2. Evaluating Fraud Scenarios

  • Critical risk path example:
grpcurl -plaintext -import-path src -proto src/decision_engine.proto \
  -d '{
    "tree_version": "fraud_detection_v1",
    "current_node": "start",
    "context": {
      "transaction_amount": {"int_value": 15000},
      "velocity_score": {"double_value": 0.9},
      "risk_score": {"double_value": 0.95}
    }
  }' \
  localhost:50051 decision_engine.DecisionEngineService/Evaluate

Inspect the response to see:

  • next_node (for example, a high-severity fraud path node)
  • actions (block, freeze, create case)
  • decision_path (which fraud rules fired)
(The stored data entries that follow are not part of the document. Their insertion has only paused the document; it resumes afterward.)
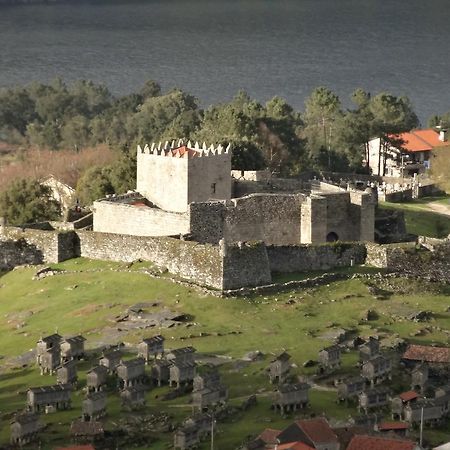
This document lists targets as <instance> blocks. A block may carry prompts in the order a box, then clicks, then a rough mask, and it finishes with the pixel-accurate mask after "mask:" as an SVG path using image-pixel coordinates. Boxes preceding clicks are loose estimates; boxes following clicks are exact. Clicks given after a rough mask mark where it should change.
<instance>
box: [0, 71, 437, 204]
mask: <svg viewBox="0 0 450 450" xmlns="http://www.w3.org/2000/svg"><path fill="white" fill-rule="evenodd" d="M351 100H352V105H353V106H352V107H351V108H349V109H345V108H343V106H342V104H341V101H340V99H339V97H338V96H337V95H336V94H335V93H333V92H332V91H331V90H329V89H327V88H325V87H319V88H317V89H315V90H314V91H313V92H312V93H311V95H310V97H309V98H308V99H307V101H306V102H305V110H304V111H303V112H300V111H296V110H294V108H292V107H291V106H290V105H289V104H288V103H287V102H286V101H285V100H284V99H282V98H279V97H274V98H273V99H271V100H269V101H268V102H267V103H265V104H261V103H259V102H257V101H256V100H254V99H252V98H250V96H249V95H248V94H246V93H245V92H239V93H238V94H237V95H236V96H235V97H234V98H233V99H232V100H231V101H230V102H228V103H223V104H218V105H214V106H211V107H209V108H207V109H202V108H200V107H199V103H198V101H197V99H196V98H194V97H193V96H192V95H189V94H188V93H185V92H183V91H181V90H178V89H175V90H172V91H169V92H164V93H163V92H162V91H161V88H160V86H159V85H158V84H157V83H155V82H154V81H148V82H147V83H145V85H144V86H143V87H142V89H140V90H139V91H137V92H134V93H131V94H129V95H125V96H121V97H116V96H114V95H112V94H111V92H110V91H109V90H108V89H107V88H106V87H105V86H103V85H98V84H94V83H92V82H90V81H79V82H76V83H74V84H72V85H68V84H66V83H64V82H63V81H62V80H60V79H57V80H55V81H54V82H52V83H50V84H41V83H33V84H30V85H28V86H24V87H17V88H13V89H3V90H1V91H0V140H4V141H7V142H11V143H18V144H25V145H28V146H33V147H38V148H49V149H53V150H60V149H72V150H73V151H75V152H76V151H79V150H80V149H83V148H85V147H95V146H97V145H99V144H106V145H108V147H109V148H110V149H111V150H112V151H114V150H115V151H118V152H120V154H121V155H122V156H121V157H120V158H119V159H118V161H117V162H116V163H114V164H112V165H110V166H107V167H92V168H91V169H90V170H89V171H88V172H86V173H85V174H84V176H83V177H82V178H81V179H80V182H79V183H78V185H79V186H78V187H79V192H80V196H81V198H82V201H83V202H88V201H90V200H91V199H92V198H93V196H94V193H95V196H97V195H98V194H99V193H111V192H123V191H126V190H127V189H131V188H133V187H134V185H135V184H134V183H135V179H134V177H135V149H136V144H138V143H140V144H142V143H150V142H153V141H166V140H169V141H170V140H172V139H178V138H180V137H184V138H188V139H191V140H194V141H195V140H198V141H200V142H203V141H205V142H207V143H229V142H231V144H232V146H233V161H232V164H233V168H235V169H241V170H245V169H261V168H265V167H268V168H269V169H270V170H271V171H273V172H279V173H281V174H283V175H293V176H295V175H296V174H298V173H300V172H302V171H304V170H310V171H317V172H320V171H322V170H334V171H353V172H355V171H356V172H357V171H364V170H367V168H365V167H364V164H363V161H367V157H368V155H367V148H368V147H367V143H368V141H369V139H371V138H373V137H377V136H380V137H383V139H385V140H387V139H389V136H390V135H391V134H392V133H399V132H402V131H406V130H410V129H411V128H414V127H416V126H418V123H419V121H418V119H417V116H416V114H415V113H414V111H413V108H412V105H411V103H410V101H409V100H408V99H407V98H405V97H396V96H393V95H390V94H388V93H380V94H377V95H375V96H371V95H370V94H369V93H367V92H365V91H363V90H361V89H358V90H356V91H355V92H354V93H353V94H352V96H351ZM435 120H439V118H436V119H435Z"/></svg>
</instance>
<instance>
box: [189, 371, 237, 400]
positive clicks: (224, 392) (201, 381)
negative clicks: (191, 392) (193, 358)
mask: <svg viewBox="0 0 450 450" xmlns="http://www.w3.org/2000/svg"><path fill="white" fill-rule="evenodd" d="M227 398H228V389H227V388H226V387H225V386H224V385H223V384H222V383H221V380H220V375H219V373H218V372H217V371H212V372H209V373H204V374H201V375H196V376H195V377H194V387H193V392H192V404H193V405H194V406H196V407H197V408H200V409H203V408H206V407H208V406H211V405H216V404H219V403H222V402H225V401H226V400H227Z"/></svg>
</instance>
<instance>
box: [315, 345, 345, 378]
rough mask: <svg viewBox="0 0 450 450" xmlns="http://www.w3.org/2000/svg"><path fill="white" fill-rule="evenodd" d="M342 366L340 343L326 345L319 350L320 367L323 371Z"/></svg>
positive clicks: (319, 359) (319, 363)
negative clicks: (324, 347)
mask: <svg viewBox="0 0 450 450" xmlns="http://www.w3.org/2000/svg"><path fill="white" fill-rule="evenodd" d="M340 366H341V348H340V347H339V345H332V346H330V347H326V348H324V349H323V350H321V351H320V352H319V367H320V370H321V371H322V372H328V371H332V370H334V369H338V368H339V367H340Z"/></svg>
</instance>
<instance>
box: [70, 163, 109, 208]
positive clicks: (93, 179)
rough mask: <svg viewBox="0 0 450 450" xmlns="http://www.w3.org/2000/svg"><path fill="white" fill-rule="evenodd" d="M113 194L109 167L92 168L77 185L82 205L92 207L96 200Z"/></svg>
mask: <svg viewBox="0 0 450 450" xmlns="http://www.w3.org/2000/svg"><path fill="white" fill-rule="evenodd" d="M113 193H114V187H113V185H112V182H111V179H110V168H109V167H99V166H94V167H91V168H90V169H88V170H87V171H86V172H85V173H84V174H83V176H82V177H81V178H80V179H79V180H78V183H77V199H78V201H79V202H80V203H81V204H82V205H91V204H92V202H93V201H94V200H98V199H100V198H104V197H105V196H106V195H107V194H113Z"/></svg>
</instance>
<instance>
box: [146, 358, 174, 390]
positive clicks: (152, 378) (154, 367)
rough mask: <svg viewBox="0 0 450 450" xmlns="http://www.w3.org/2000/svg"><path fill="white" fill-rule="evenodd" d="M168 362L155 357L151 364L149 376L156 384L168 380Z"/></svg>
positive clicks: (165, 383)
mask: <svg viewBox="0 0 450 450" xmlns="http://www.w3.org/2000/svg"><path fill="white" fill-rule="evenodd" d="M170 366H171V364H170V362H169V361H166V360H165V359H157V360H156V361H154V363H153V365H152V371H151V378H152V380H153V382H154V383H156V384H157V385H158V386H161V385H162V384H166V383H168V382H169V378H170Z"/></svg>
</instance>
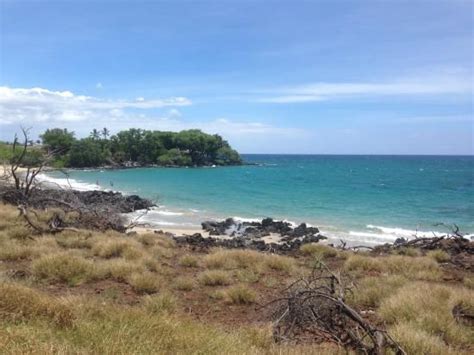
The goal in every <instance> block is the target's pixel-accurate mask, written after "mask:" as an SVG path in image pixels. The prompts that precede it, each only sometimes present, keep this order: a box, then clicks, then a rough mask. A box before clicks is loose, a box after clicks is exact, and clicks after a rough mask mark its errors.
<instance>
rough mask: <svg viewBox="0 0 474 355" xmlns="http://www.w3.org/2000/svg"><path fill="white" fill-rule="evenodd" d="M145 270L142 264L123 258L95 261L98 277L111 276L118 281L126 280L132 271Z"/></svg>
mask: <svg viewBox="0 0 474 355" xmlns="http://www.w3.org/2000/svg"><path fill="white" fill-rule="evenodd" d="M142 272H145V266H144V265H143V264H137V263H133V262H130V261H127V260H124V259H112V260H107V261H103V262H101V263H96V275H97V277H98V278H101V279H107V278H111V279H114V280H117V281H120V282H124V281H126V280H127V279H128V278H129V277H130V276H131V275H132V274H134V273H142Z"/></svg>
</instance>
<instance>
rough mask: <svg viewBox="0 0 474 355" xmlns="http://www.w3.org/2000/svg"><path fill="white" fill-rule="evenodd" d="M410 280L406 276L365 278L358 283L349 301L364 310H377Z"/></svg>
mask: <svg viewBox="0 0 474 355" xmlns="http://www.w3.org/2000/svg"><path fill="white" fill-rule="evenodd" d="M407 282H408V280H407V279H406V278H405V277H404V276H399V275H386V276H376V277H370V276H369V277H364V278H363V279H361V280H359V281H358V282H356V286H357V287H356V289H355V290H354V292H353V293H352V294H350V295H349V298H348V301H349V302H350V303H351V304H353V305H357V306H359V307H363V308H367V307H369V308H376V307H378V306H380V303H381V302H382V300H384V299H385V298H387V297H389V296H391V295H393V294H394V293H395V292H396V290H398V289H399V288H400V287H402V286H403V285H405V284H406V283H407Z"/></svg>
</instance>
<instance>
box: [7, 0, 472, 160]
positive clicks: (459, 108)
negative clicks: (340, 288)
mask: <svg viewBox="0 0 474 355" xmlns="http://www.w3.org/2000/svg"><path fill="white" fill-rule="evenodd" d="M0 6H1V8H0V14H1V15H0V16H1V17H0V22H1V27H0V41H1V42H0V139H4V140H8V139H10V140H11V137H12V134H13V133H14V132H15V131H17V130H18V128H19V126H20V125H24V126H31V127H33V132H34V134H38V133H40V132H42V131H43V130H44V129H45V128H46V127H67V128H69V129H72V130H74V131H75V132H76V134H77V136H84V135H87V134H88V132H89V131H90V130H91V129H92V128H95V127H96V128H101V127H104V126H107V127H109V128H110V129H111V130H112V132H116V131H118V130H120V129H125V128H129V127H138V128H147V129H158V130H181V129H187V128H194V127H197V128H201V129H203V130H204V131H206V132H210V133H220V134H222V135H223V136H224V137H225V138H226V139H228V140H229V141H230V142H231V143H232V144H233V145H234V146H235V147H236V148H237V149H238V150H239V151H241V152H244V153H317V154H328V153H329V154H367V153H368V154H473V153H474V148H473V140H474V127H473V126H474V118H473V115H474V114H473V64H472V62H473V59H474V58H473V49H474V48H473V3H472V1H459V0H432V1H416V0H410V1H403V0H401V1H375V0H373V1H372V0H365V1H364V0H358V1H337V0H332V1H298V0H295V1H289V0H288V1H271V0H270V1H268V0H267V1H258V0H253V1H243V0H240V1H229V0H221V1H179V0H177V1H154V2H152V1H146V2H140V1H131V0H129V1H121V2H117V1H105V0H104V1H66V0H65V1H59V0H56V1H19V0H17V1H9V0H0Z"/></svg>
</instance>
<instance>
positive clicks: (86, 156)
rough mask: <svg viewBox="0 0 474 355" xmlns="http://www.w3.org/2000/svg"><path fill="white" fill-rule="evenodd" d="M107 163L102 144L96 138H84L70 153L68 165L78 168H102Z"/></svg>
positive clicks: (71, 150) (73, 145) (80, 140)
mask: <svg viewBox="0 0 474 355" xmlns="http://www.w3.org/2000/svg"><path fill="white" fill-rule="evenodd" d="M105 161H106V155H105V153H104V151H103V150H102V149H101V145H100V143H99V142H98V141H97V140H95V139H94V138H84V139H81V140H78V141H76V142H75V143H74V144H73V146H72V147H71V150H70V152H69V159H68V165H69V166H71V167H77V168H91V167H97V166H101V165H103V164H104V163H105Z"/></svg>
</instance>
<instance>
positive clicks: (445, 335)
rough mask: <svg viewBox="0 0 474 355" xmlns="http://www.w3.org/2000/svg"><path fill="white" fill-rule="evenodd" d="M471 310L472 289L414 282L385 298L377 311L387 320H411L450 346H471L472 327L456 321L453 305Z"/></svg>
mask: <svg viewBox="0 0 474 355" xmlns="http://www.w3.org/2000/svg"><path fill="white" fill-rule="evenodd" d="M460 304H462V305H463V307H464V308H468V309H469V308H470V309H471V310H474V292H473V291H470V290H467V289H465V288H457V287H446V286H441V285H432V284H429V283H424V282H413V283H410V284H407V285H405V286H404V287H402V288H401V289H399V290H398V292H396V293H395V294H394V295H393V296H391V297H389V298H387V299H385V300H384V301H383V302H382V304H381V305H380V308H379V312H378V313H379V315H380V316H381V317H382V318H383V319H384V320H385V321H386V322H387V323H389V324H400V323H407V322H409V323H412V324H414V325H416V326H417V327H418V328H419V329H420V330H422V331H425V332H427V333H429V334H434V335H437V336H439V337H440V339H441V340H442V341H444V342H446V343H447V344H450V345H452V346H466V345H469V346H473V345H474V329H472V328H469V327H467V326H463V325H461V324H459V323H458V322H456V320H455V319H454V317H453V309H454V307H455V306H457V305H460Z"/></svg>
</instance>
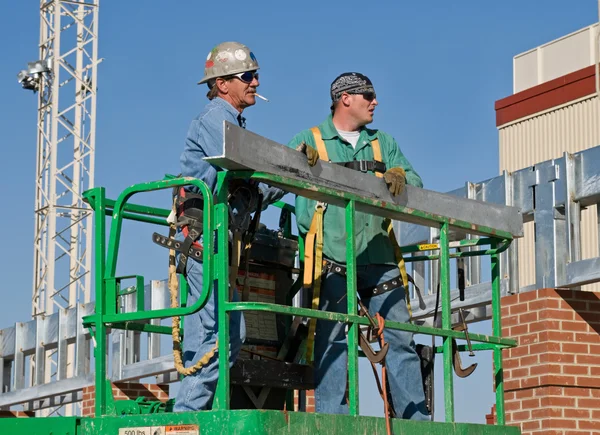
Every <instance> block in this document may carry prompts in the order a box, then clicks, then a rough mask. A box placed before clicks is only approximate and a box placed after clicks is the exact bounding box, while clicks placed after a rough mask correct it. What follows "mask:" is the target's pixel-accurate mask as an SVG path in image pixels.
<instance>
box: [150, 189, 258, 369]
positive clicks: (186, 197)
mask: <svg viewBox="0 0 600 435" xmlns="http://www.w3.org/2000/svg"><path fill="white" fill-rule="evenodd" d="M229 192H230V193H229V195H228V207H229V224H230V229H231V232H232V240H231V245H230V246H231V249H230V253H231V255H230V266H229V283H230V285H229V289H230V290H229V292H230V294H229V298H230V300H231V298H232V296H233V289H234V287H235V286H236V285H237V275H238V272H239V267H240V259H241V256H242V253H243V252H245V256H246V262H245V265H246V271H245V277H244V287H245V288H246V287H247V278H248V270H247V268H248V261H247V259H248V258H249V250H250V248H251V246H252V241H253V239H254V235H255V234H256V230H257V229H258V224H259V222H260V215H261V210H262V194H261V193H260V191H259V189H258V186H257V185H256V184H255V183H248V182H245V181H241V180H240V181H232V182H231V183H230V189H229ZM203 208H204V201H203V198H202V195H199V194H196V193H192V192H189V191H186V190H185V189H183V188H180V189H177V188H175V189H174V190H173V209H172V213H171V216H169V219H168V222H169V236H168V237H164V236H162V235H160V234H158V233H154V234H153V236H152V238H153V241H154V242H155V243H157V244H158V245H160V246H163V247H166V248H168V249H169V280H168V286H169V291H170V296H171V308H177V307H178V306H179V304H178V294H179V279H178V278H177V274H182V275H184V276H186V275H187V272H186V271H187V268H186V265H187V262H188V259H189V257H190V256H192V257H193V258H195V259H197V260H201V259H202V251H203V248H202V245H201V244H200V243H199V241H198V240H199V239H200V237H201V236H202V232H203V222H202V220H203V216H204V210H203ZM234 209H237V210H238V211H239V209H243V210H242V211H241V212H238V213H235V212H234ZM253 210H256V212H255V213H254V217H252V218H250V213H251V212H252V211H253ZM177 228H181V232H182V233H183V236H184V237H185V238H184V240H183V241H179V240H176V239H175V234H176V232H177ZM176 251H178V252H179V264H178V265H176V264H177V261H176V255H175V252H176ZM180 325H181V318H180V317H173V328H172V335H173V357H174V361H175V368H176V369H177V371H178V372H179V373H180V374H182V375H184V376H189V375H191V374H193V373H195V372H197V371H198V370H200V369H201V368H202V367H203V366H205V365H206V364H208V362H209V361H210V359H211V358H212V357H213V356H214V355H215V353H216V352H217V350H218V342H216V343H215V345H214V346H213V348H212V349H210V350H209V351H208V352H207V353H206V354H204V355H203V356H202V358H200V359H199V360H198V361H197V362H196V364H195V365H193V366H191V367H187V368H186V367H185V366H184V364H183V359H182V349H181V328H180Z"/></svg>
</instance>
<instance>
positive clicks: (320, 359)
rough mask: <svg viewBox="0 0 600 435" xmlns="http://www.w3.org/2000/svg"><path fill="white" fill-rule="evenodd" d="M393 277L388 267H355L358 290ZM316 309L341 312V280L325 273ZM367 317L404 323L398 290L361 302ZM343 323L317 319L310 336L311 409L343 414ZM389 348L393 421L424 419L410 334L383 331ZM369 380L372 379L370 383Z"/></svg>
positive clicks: (345, 285)
mask: <svg viewBox="0 0 600 435" xmlns="http://www.w3.org/2000/svg"><path fill="white" fill-rule="evenodd" d="M397 276H399V271H398V268H397V267H395V266H389V265H368V266H358V268H357V277H358V282H359V288H360V287H368V286H374V285H377V284H380V283H382V282H385V281H388V280H390V279H392V278H396V277H397ZM321 285H322V288H321V295H320V303H319V306H320V309H321V310H326V311H333V312H338V313H346V312H347V307H348V300H347V298H346V297H344V296H345V295H346V278H345V277H343V276H341V275H338V274H335V273H329V274H327V276H326V277H324V279H323V282H322V284H321ZM363 303H364V304H365V306H366V307H367V308H368V310H369V313H370V314H371V315H373V316H374V315H375V313H379V314H380V315H381V316H383V318H384V319H385V320H390V321H394V322H404V323H406V322H408V321H409V314H408V309H407V307H406V301H405V292H404V287H399V288H397V289H395V290H392V291H388V292H386V293H383V294H379V295H377V296H374V297H372V298H367V299H363ZM345 329H346V326H345V325H344V324H343V323H339V322H331V321H325V320H318V321H317V329H316V338H315V377H316V382H317V385H316V388H315V402H316V411H317V412H321V413H327V414H347V413H348V403H347V402H346V383H347V378H348V345H347V341H346V333H345ZM384 337H385V341H386V342H388V343H389V350H388V353H387V356H386V359H385V362H386V366H387V373H388V382H389V385H390V391H391V396H392V402H393V404H394V409H395V410H396V415H397V416H398V417H399V418H404V419H411V420H429V416H428V412H427V408H426V405H425V394H424V393H423V385H422V381H421V366H420V360H419V356H418V355H417V353H416V351H415V344H414V341H413V334H412V333H411V332H405V331H398V330H393V329H388V328H386V329H385V333H384ZM373 382H374V381H373Z"/></svg>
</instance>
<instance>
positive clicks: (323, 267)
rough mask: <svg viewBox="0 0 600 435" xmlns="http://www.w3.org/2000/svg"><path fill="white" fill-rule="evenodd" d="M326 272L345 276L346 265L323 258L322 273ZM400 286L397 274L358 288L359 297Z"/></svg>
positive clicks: (373, 294)
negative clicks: (333, 273) (393, 275)
mask: <svg viewBox="0 0 600 435" xmlns="http://www.w3.org/2000/svg"><path fill="white" fill-rule="evenodd" d="M327 273H337V274H338V275H341V276H343V277H345V276H346V266H342V265H341V264H337V263H333V262H331V261H329V260H323V274H327ZM400 286H402V277H401V276H400V275H398V276H397V277H396V278H393V279H389V280H387V281H384V282H382V283H381V284H378V285H376V286H368V287H361V288H359V289H358V294H359V296H360V298H361V299H366V298H371V297H373V296H377V295H380V294H383V293H387V292H389V291H392V290H395V289H397V288H398V287H400Z"/></svg>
You can run similar requests for the other scenarios (location anomaly, moderate risk, suspicious merchant, card testing) by adjusting the context payload.

Results

Integration testing results on a complex fraud detection tree:

  • Total Nodes: 70+
  • Node Types: 5 (message, choice, condition, action, terminal)
  • Action Types: 35+ different actions
  • Terminal States: 14
  • Max Branching Factor: 4 choices
  • Average Path Length: 5-8 nodes
==========================================
Fraud Detection Workflow - Complex Tree Test
==========================================
 
Loading fraud_detection_v1 tree...
{
  "success": true
}
 
==========================================
Scenario Tests
==========================================
 
1. LOW RISK - Normal Transaction
   Context: risk_score=0.2
---
{
  "nextNode": "initial_risk_assessment",
  "confidence": 1,
  "decisionPath": [
    "start"
  ]
}
 
2. MODERATE RISK - Needs Behavior Check
   Context: risk_score=0.55
---
{
  "nextNode": "initial_risk_assessment",
  "confidence": 1,
  "decisionPath": [
    "start"
  ]
}
 
3. ELEVATED RISK - Manual Review Required
   Context: risk_score=0.75
---
{
  "nextNode": "initial_risk_assessment",
  "confidence": 1,
  "decisionPath": [
    "start"
  ]
}
 
4. HIGH RISK - Device & Location Anomaly
   Context: device_fingerprint_mismatch=true, location_anomaly=true
---
{
  "nextNode": "initial_risk_assessment",
  "confidence": 1,
  "decisionPath": [
    "start"
  ]
}
 
5. CRITICAL RISK - Large Transaction with High Velocity
   Context: transaction_amount=15000, velocity_score=0.9
---
{
  "nextNode": "initial_risk_assessment",
  "confidence": 1,
  "decisionPath": [
    "start"
  ]
}
 
6. CARD TESTING PATTERN DETECTED
   Context: multiple_declined_attempts=5
---
{
  "nextNode": "card_testing_suspected",
  "confidence": 1,
  "decisionPath": [
    "analyze_transaction_pattern"
  ]
}
 
7. SUSPICIOUS MERCHANT
   Context: unusual_merchant_category=true
---
{
  "nextNode": "investigate_merchant",
  "confidence": 1,
  "decisionPath": [
    "analyze_transaction_pattern"
  ]
}
 
8. TIME-BASED ANOMALY
   Context: transaction_time_anomaly=true
---
{
  "nextNode": "time_based_verification",
  "confidence": 1,
  "decisionPath": [
    "analyze_transaction_pattern"
  ]
}
 
9. NEW ACCOUNT + CRITICAL RISK
   Context: transaction_amount=20000, velocity_score=0.95, account_age_days=15
---
{
  "nextNode": "new_account_protocol",
  "confidence": 1,
  "decisionPath": [
    "check_account_history"
  ]
}
 
10. REPEAT OFFENDER
    Context: previous_fraud_cases=2
---
{
  "nextNode": "repeat_offender_protocol",
  "confidence": 1,
  "decisionPath": [
    "check_account_history"
  ]
}
 
==========================================
✓ All fraud detection scenarios tested!
==========================================

Conclusion

Implementation: Github

Overall it was a pretty fun implementation, aside from all the build errors lol. It is interesting how complex tree and flows are managed to deliver near instant analysis on data points.